INSERT INTO query_rewrite.rewrite_rules (pattern, replacement, pattern_database) VALUES (
  'SELECT id, email, created_at FROM users WHERE created_at > ?',
  'SELECT id, email, created_at FROM users USE INDEX (idx_created_at) WHERE created_at > ?',
  'myapp'
);

CALL query_rewrite.flush_rewrite_rules();

Pay attention to the pattern_database field. Leaving it NULL means the rule applies to all databases — convenient on paper, but prone to unexpected side effects. Always specify the target database explicitly.

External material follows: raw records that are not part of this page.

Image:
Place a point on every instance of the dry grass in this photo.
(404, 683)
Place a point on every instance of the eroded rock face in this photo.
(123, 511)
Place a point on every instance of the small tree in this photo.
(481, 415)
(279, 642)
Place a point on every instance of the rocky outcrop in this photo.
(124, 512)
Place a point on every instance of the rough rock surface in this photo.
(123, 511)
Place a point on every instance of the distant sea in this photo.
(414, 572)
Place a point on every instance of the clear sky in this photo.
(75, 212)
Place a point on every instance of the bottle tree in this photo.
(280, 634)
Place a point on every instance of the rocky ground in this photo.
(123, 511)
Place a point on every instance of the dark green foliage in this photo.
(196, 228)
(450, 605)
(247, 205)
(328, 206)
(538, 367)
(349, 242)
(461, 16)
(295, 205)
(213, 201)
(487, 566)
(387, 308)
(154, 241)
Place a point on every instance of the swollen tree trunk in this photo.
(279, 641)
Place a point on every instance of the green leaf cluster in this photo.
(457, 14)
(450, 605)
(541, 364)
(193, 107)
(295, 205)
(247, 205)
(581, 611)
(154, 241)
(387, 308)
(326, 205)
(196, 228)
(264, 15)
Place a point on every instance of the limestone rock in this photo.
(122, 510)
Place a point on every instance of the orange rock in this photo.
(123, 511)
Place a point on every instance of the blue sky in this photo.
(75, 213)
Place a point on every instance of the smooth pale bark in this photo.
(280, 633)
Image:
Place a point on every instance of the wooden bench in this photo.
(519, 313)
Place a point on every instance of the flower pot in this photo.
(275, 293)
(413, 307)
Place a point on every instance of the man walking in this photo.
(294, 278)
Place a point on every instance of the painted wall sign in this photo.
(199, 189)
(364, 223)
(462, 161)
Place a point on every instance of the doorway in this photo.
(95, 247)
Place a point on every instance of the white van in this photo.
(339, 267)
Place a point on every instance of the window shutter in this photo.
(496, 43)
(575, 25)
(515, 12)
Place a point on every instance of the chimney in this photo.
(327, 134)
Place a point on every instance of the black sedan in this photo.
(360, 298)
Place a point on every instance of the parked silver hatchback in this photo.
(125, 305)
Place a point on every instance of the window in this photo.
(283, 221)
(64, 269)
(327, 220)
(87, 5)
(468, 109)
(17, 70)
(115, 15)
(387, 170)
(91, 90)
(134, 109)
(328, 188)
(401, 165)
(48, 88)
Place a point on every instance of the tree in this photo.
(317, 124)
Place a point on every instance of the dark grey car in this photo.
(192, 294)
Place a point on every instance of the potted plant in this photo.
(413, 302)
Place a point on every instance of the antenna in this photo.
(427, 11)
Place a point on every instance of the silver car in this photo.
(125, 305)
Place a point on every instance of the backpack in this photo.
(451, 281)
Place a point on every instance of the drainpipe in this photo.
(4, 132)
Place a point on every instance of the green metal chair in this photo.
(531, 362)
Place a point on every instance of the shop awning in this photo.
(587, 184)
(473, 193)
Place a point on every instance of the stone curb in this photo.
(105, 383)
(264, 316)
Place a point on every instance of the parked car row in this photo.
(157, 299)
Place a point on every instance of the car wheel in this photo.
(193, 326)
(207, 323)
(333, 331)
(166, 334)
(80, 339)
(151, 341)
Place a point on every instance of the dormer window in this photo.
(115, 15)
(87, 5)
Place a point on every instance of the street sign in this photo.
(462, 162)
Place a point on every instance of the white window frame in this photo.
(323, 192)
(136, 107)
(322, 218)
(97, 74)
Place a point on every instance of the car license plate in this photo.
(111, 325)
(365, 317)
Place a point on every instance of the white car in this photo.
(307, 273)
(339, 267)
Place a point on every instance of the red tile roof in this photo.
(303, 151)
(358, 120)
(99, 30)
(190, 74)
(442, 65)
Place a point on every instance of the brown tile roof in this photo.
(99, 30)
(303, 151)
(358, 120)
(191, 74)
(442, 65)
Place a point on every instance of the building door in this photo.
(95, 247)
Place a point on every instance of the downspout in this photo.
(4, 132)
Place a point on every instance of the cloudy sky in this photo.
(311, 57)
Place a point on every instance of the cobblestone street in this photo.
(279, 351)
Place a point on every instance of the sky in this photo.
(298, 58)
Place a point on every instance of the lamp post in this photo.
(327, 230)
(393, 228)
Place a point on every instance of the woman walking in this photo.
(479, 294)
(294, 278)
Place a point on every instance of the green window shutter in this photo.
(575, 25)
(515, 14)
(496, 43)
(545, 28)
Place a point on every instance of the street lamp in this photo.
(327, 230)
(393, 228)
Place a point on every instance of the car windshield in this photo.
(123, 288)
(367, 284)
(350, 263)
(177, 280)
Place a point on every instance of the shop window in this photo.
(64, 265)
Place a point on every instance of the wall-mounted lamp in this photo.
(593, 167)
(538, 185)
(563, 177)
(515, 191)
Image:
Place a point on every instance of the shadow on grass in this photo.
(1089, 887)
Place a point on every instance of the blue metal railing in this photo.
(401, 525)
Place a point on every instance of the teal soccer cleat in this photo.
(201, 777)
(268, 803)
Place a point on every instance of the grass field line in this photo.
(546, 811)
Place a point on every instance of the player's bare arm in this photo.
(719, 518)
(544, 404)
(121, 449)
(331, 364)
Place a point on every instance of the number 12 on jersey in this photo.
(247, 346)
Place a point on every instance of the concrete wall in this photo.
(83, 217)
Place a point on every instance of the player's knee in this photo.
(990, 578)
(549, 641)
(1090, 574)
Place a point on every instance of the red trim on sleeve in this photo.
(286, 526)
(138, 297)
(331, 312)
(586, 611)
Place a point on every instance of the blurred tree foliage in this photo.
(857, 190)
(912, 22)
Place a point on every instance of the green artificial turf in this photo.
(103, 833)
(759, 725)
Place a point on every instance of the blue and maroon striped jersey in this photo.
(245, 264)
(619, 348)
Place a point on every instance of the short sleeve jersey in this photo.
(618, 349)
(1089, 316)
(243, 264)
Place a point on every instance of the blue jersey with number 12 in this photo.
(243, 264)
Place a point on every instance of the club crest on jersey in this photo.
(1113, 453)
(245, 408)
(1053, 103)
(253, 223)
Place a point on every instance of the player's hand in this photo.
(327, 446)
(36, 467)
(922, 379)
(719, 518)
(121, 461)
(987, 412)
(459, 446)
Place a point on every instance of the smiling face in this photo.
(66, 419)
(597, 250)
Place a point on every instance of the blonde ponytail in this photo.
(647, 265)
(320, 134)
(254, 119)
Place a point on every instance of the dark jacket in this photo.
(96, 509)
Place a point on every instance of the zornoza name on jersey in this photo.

Use Case 3: Redirect Queries to an Archive Table

Say you’ve migrated old data to orders_archive but the code still queries orders. Rather than updating the code, redirect at the database level:

INSERT INTO query_rewrite.rewrite_rules (pattern, replacement, pattern_database) VALUES (
  'SELECT ? FROM orders WHERE created_at < ?',
  'SELECT ? FROM orders_archive WHERE created_at < ?',
  'myapp'
);

CALL query_rewrite.flush_rewrite_rules();

Use Case 4: Temporarily Block a Dangerous Query

I once dealt with a database corruption incident at 3 AM that required a restore from backup — nearly two hours of downtime. The lesson I took away: block queries that can cause damage before they run, don’t wait to clean up the aftermath. The plugin can return an empty result set immediately:

-- Replace with a query that returns an empty result set
INSERT INTO query_rewrite.rewrite_rules (pattern, replacement, pattern_database) VALUES (
  'SELECT * FROM users',
  'SELECT * FROM users LIMIT 0',
  'myapp'
);

CALL query_rewrite.flush_rewrite_rules();

Verifying That a Rule Is Working

-- View all rules and their status
SELECT id, pattern, replacement, enabled, message 
FROM query_rewrite.rewrite_rules;

-- If the 'message' column has a value after flushing,
-- the rule has a syntax error or is otherwise invalid
SELECT id, message FROM query_rewrite.rewrite_rules 
WHERE message IS NOT NULL;

After running a query from the application, verify it immediately with:

-- Show warnings from the last executed query
SHOW WARNINGS;

-- Output if the query was rewritten:
-- Level: Note
-- Code: 1105
-- Message: Query 'SELECT * FROM orders WHERE status = 'pending'' rewritten to 
--          'SELECT * FROM orders WHERE status = 'pending' LIMIT 1000' by a query rewrite plugin

Disabling or Deleting a Rule

-- Temporarily disable a rule
UPDATE query_rewrite.rewrite_rules SET enabled = 'NO' WHERE id = 1;
CALL query_rewrite.flush_rewrite_rules();

-- Permanently delete a rule
DELETE FROM query_rewrite.rewrite_rules WHERE id = 1;
CALL query_rewrite.flush_rewrite_rules();

Monitoring: Knowing When Rules Are Being Applied

MySQL provides built-in status variables for tracking rewrite activity:

SHOW STATUS LIKE 'Rewriter%';
+-----------------------------------+-------+
| Variable_name                     | Value |
+-----------------------------------+-------+
| Rewriter_number_loaded_rules      | 3     |
| Rewriter_number_rewritten_queries | 1547  |
| Rewriter_number_unrecognized_hints| 0     |
| Rewriter_reload_error             | OFF   |
+-----------------------------------+-------+

If Rewriter_number_rewritten_queries keeps climbing — your rule is firing correctly. If it stays flat even though you’re sure the query ran, the pattern isn’t matching. The most common culprits are extra whitespace, different column ordering, or aliases.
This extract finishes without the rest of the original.